Motion of sediment at the bed of rivers

Edward Silberman Fellowship Award Ceremony
2018-2019 Edward Silberman Fellowship Recipient: Santosh Kumar, PhD Student in Mechanical Engineering (advisor: Jiarong Hong)
Keynote Speaker: Mark Schmeeckle, Professor in the School of Geographical Sciences and Urban Planning, Arizona State University

Abstract: The movement of sediment at the bed of a river or a laboratory flume can be viewed by the human eye and recorded by high-speed cameras. Velocimetry techniques can simultaneously record details of the turbulent fluid. It is, thus, surprising that many of the details of this sediment movement, which shapes much of earth’s surface, remains unknown or controversial.
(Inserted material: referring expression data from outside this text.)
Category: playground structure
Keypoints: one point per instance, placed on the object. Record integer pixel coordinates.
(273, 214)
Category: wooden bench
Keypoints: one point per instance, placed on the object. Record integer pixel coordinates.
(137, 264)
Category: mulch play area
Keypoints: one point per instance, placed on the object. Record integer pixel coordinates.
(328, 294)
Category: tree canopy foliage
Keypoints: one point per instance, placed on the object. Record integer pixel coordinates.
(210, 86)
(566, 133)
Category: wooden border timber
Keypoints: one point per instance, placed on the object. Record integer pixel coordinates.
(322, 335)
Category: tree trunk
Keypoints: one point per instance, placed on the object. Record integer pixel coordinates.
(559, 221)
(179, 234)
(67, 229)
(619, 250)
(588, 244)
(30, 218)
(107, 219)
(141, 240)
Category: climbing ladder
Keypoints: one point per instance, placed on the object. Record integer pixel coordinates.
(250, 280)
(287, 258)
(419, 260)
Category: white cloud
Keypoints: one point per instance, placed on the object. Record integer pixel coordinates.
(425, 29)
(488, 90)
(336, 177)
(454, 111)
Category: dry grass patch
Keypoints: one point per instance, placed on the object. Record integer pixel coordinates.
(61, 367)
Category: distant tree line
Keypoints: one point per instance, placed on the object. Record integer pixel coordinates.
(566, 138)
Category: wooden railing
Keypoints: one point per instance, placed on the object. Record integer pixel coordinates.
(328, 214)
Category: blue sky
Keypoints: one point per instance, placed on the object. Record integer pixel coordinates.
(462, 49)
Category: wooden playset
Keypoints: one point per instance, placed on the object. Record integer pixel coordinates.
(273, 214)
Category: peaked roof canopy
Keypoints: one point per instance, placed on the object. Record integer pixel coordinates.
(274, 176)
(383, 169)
Bed load sediment is often thought to move in a series of hops called saltation. However, tracking of particles using high-speed video reveals that saltation models do a poor job of predicting the full distribution of grain motions; many grains move more slowly and for shorter distances than by saltation. The video particle tracking results also show that the temporal variability of grain motion due to turbulence is large at all mean transport rates. New field and lab evidence also suggests that the detailed structure of grain-to-grain contacts within the bed plays a key role in determining sediment transport rates. Furthermore, grain contact structure differs dramatically at different locations and at different times. Laboratory measurements as well as detailed numerical simulations of turbulence and particle motion will be presented to explain what is known about bed load motion in rivers and how that leads to the formation of ripples, dunes, bars, and channels.